Treatment of Aortoiliac Occlusive Disease with the Endologix AFX Unibody Endograft

• Published in: European journal of vascular and endovascular surgery Vol. 52; no. 1; pp. 64 - 74
• Main Authors: Maldonado, T.S, Westin, G.G, Jazaeri, O, Mewissen, M, Reijnen, M.M.P.J, Dwivedi, A.J, Garrett, H.E, Dias Perera, A, Shimshak, T, Mantese, V, Smolock, C.J, Arthurs, Z.M
• Format: Journal Article
• Language: English
• Published: England Elsevier Ltd 01.07.2016
• Subjects: Aged; Ankle Brachial Index; Aortic Diseases - surgery; Aorto-iliac disease; Arterial Occlusive Diseases - surgery; Blood Vessel Prosthesis; Blood Vessel Prosthesis Implantation - adverse effects; Blood Vessel Prosthesis Implantation - methods; Claudication; Extremities - blood supply; Female; Humans; Iliac Artery - surgery; Intermittent Claudication - etiology; Ischemia - etiology; Male; Retrospective Studies; Stent-graft; Stents; Surgery; Treatment Outcome; Vascular Grafting - adverse effects; Vascular Grafting - instrumentation; Vascular Grafting - methods; Vascular Patency; Claudication; Stent-graft; Aorto-iliac disease
• ISSN: 1078-5884; 1532-2165
• DOI: 10.1016/j.ejvs.2016.04.003

Objective/Background Aorto-bifemoral bypass remains the gold standard for treatment of aortoiliac occlusive disease (AIOD) in patients with advanced (TASC D) lesions, but has significant associated morbidity and mortality. Treatment with a unibody stent-graft positioned at the aortic bifurcation is a potential endovascular option for the treatment of AIOD. The current study examines the safety, efficacy, and early patency rates of the Endologix AFX unibody stent-graft for treatment of AIOD. Methods A multicenter retrospective review was conducted of patients treated exclusively for AIOD with the AFX device. Primary, assisted primary, and secondary patency rates were noted. Clinical improvement was assessed using Rutherford classification and ankle brachial index. Mean duration of follow-up was 22.2 ± 11.2 months. Ninety-one patients (56 males [62%]) were studied. Results Sixty-seven patients (74%) presented with lifestyle-limiting intermittent claudication and the remaining 24 (26%) had critical limb ischemia.
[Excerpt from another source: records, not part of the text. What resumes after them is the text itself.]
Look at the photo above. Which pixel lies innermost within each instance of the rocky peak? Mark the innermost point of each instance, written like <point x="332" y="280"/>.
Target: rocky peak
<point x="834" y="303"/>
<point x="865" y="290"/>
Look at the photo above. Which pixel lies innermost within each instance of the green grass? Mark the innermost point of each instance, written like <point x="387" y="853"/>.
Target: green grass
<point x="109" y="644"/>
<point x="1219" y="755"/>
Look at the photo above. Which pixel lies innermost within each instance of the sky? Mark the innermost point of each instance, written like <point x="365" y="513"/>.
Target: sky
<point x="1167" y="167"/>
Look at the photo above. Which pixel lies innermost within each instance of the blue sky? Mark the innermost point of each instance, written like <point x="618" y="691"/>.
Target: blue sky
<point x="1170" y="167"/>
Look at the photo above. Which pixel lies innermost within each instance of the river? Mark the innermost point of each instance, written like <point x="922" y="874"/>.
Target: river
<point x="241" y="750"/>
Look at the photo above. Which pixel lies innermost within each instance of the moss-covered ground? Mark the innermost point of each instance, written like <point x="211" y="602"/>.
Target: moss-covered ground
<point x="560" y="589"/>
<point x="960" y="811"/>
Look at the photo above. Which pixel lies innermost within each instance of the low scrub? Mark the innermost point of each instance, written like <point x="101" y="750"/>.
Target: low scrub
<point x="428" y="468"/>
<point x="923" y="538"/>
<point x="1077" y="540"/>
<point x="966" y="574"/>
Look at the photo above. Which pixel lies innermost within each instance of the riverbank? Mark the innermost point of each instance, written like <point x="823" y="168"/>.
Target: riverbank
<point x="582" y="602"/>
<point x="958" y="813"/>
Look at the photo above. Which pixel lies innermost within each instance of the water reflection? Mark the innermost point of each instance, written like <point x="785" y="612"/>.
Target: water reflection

Technical success was 100%. Complications included groin infection ( n  = 4 [4%]), groin hematoma ( n  = 4 [4%]), common iliac rupture ( n  = 4 [4%]), iliac dissection ( n  = 4 [4%]), and thromboembolic event ( n  = 3 [3%]; one femoral, one internal iliac artery, and one internal iliac with bilateral popliteal/tibial thromboemboli). Thirty-day mortality was 1% (1/91) resulting from a case of extensive pelvic thromboembolism. At 1 year, 73% of patients experienced improvement in Rutherford stage of −3 or greater compared with baseline. Nine patients (10%) required 16 secondary interventions. At all time points, primary patency rates were > 90%, assisted patency rates were > 98%, and secondary patency rates were 100%. Conclusion This is the largest study to examine the use of the Endologix AFX unibody stent-graft for the treatment of AIOD. Use of the AFX stent-graft appears to be a safe and effective endovascular treatment for complex AIOD.